Nacida en el Estado de Michoacán, en 1951, bajo el espeso verdor de un territorio poseído de una singular belleza salvaje, de donde salió un día a estudiar Letras Hispánicas en la Universidad Nacional Autónoma de México (UNAM), la poeta María Ángeles Juárez Téllez siente, paladea y hace suyo el erotismo de la palabra en cada una de sus creaciones, hasta convertir su ración de mundo en la almeja oscura del deseo y la pasión.

 

En pos de su raíz, María Ángeles ingresa al quehacer literario de un modo que no difiere mucho del misterio y el horizonte de vida que hizo a otros escritores tomar partido por las letras.

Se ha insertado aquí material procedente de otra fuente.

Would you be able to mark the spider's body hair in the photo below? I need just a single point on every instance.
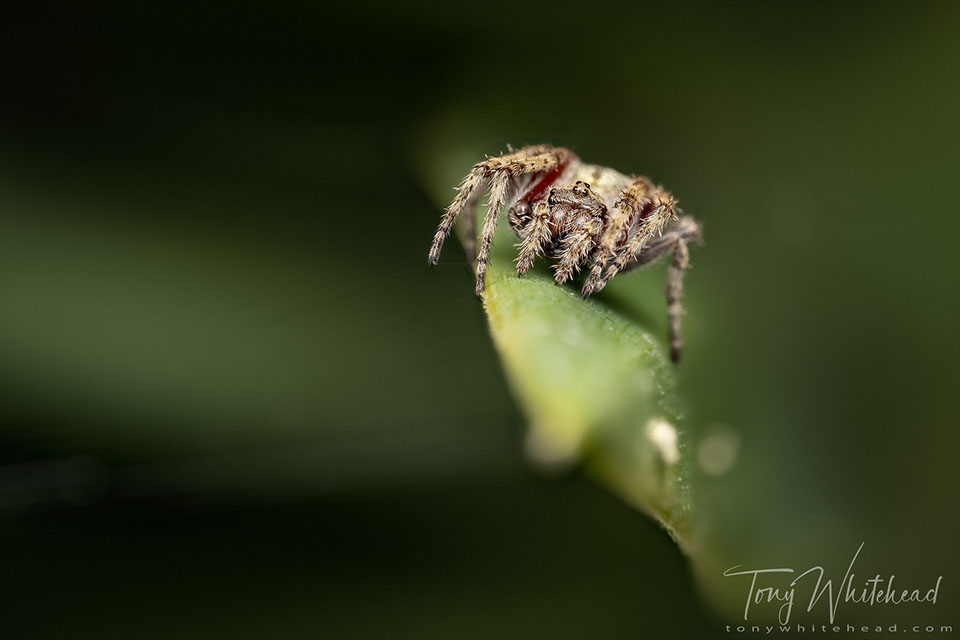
(578, 214)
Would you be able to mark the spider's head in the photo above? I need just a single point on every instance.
(520, 214)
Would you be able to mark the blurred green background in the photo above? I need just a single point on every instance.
(236, 402)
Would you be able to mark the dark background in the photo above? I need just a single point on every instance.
(235, 402)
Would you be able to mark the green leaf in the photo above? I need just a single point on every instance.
(595, 385)
(596, 388)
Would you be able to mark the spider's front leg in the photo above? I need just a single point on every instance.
(678, 267)
(640, 213)
(675, 240)
(500, 171)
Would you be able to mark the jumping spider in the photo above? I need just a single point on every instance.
(579, 214)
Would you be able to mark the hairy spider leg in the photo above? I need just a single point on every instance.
(646, 223)
(678, 267)
(527, 160)
(630, 204)
(533, 237)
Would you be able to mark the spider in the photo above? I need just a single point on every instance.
(579, 214)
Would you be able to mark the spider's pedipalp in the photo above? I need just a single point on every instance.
(576, 246)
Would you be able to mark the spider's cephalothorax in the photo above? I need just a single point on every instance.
(580, 215)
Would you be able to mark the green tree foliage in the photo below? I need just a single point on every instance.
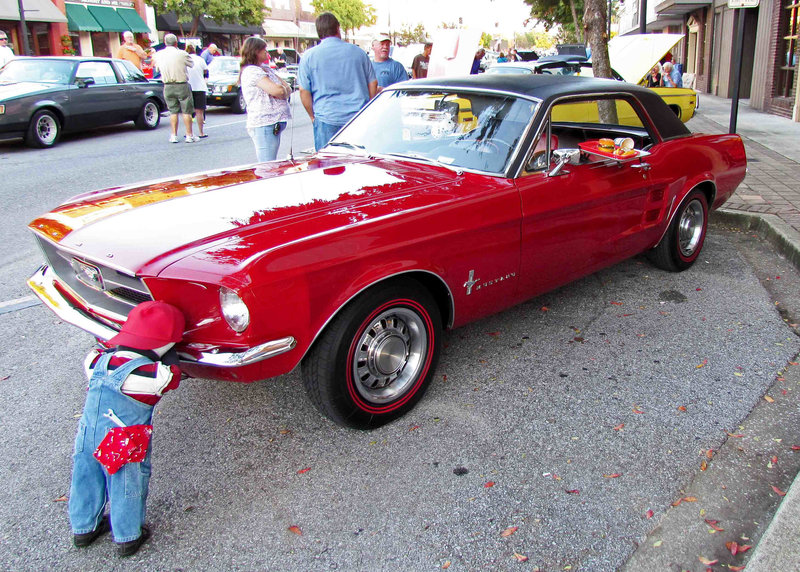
(568, 15)
(247, 12)
(408, 35)
(352, 14)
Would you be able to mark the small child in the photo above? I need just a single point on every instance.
(128, 379)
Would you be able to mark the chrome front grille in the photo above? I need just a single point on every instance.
(119, 292)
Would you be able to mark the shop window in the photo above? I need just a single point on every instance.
(787, 54)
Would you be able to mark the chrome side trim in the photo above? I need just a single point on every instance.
(252, 355)
(43, 286)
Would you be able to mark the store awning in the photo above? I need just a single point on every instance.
(281, 29)
(79, 19)
(108, 18)
(679, 7)
(168, 22)
(134, 21)
(35, 11)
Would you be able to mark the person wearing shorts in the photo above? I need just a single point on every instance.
(173, 65)
(197, 81)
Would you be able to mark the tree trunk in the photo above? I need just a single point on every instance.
(578, 31)
(594, 19)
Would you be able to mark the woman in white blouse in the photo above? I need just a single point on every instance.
(267, 97)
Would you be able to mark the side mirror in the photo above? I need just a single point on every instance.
(563, 157)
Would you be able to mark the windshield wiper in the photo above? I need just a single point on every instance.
(431, 160)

El descubrimiento de la escritura como recurso para explorar y afinar una sensibilidad, como fuente de sentido y clave privilegiada para leer e interpretar el mundo, muchas veces ocurre en la infancia o en la pubertad: al conjuro de una pérdida entrañable, en el trance de un desgarramiento espiritual o cuando se advierte una innata predisposición al ejercicio de la literatura. Sin duda, fue la alineación de estas coincidencias lo que condujo a nuestra autora a la resolución interior de hacer de la creación literaria su segunda piel, su otra conciencia. La intempestiva muerte de esa especie de mujer enigma que fue Paula Soto Cazorla (la abuela consentidora); el verse cara a cara con el insomnio “por la emoción de aprender a leer”; el temprano descubrimiento periodístico de “flotantes fantasmas de la literatura” como Rubén Darío, Ángel Cruchaga y Amado Nervo, además de la conquista de un primer lugar de conocimientos en la Zona Escolar No. 28, que en 1964 le permitió viajar a la ciudad de México y conocer en persona al escritor y poeta Jaime Torres Bodet, en la inauguración del Museo que lleva su nombre, fueron algunos de los hechos que determinaron su inclinación y su pasión por la literatura.

 

Hay en María Ángeles, desde sus primeros poemas, un amor distante o tormentoso que es pelea consigo misma y no acaba de colmarla; también, hay tres referencias eróticas ineludibles: la del cuerpo como puerta de acceso a un saber prohibido y al placer; la de la naturaleza como extensión y réplica de una erótica de los sentidos (donde el cuerpo recrea y aligera el misterio de su propia sensualidad) y la de la palabra: zona de encuentro que vuelve pleno el descubrimiento del otro y hace de los poderes de la seducción una operación superior de afinidad emocional y espiritual. La palabra no sólo ahonda el misterio de ser, también nos descifra y, al descifrarnos, contribuye a revelar al otro que somos: ese otro al que buscamos y nos busca en el teatro de correspondencias que es la vida. Por ello, en los versos iniciales de uno de sus poemarios, sin falsas cautelas y con una gran libertad creativa, nuestra autora declara algo que la define de cuerpo entero:

Tardó en entender que a mi piel

de otoño sin orear

le faltaba su miel ámbar.

 

Al fin “mujer de tierra criolla” erizada de sueños, pues le tocó “nacer en una residencia sembrada de oníricos helechos”, María Ángeles cabalga entre dos espumas solitarias –la del recuerdo y la de los poderes del sueño- cuya secreta energía e hilo conductor es el amor: pensamiento sintiente que enlaza a los entes y a las criaturas de su infancia, de su elección y de su vida, en busca de aquello capaz de animar el sentido total de su existencia, pues, al fin y al cabo –como escribió Gertrude Stein- “cada quien es como es su tierra y su aire… / y cada quien es según haya o no viento ahí”.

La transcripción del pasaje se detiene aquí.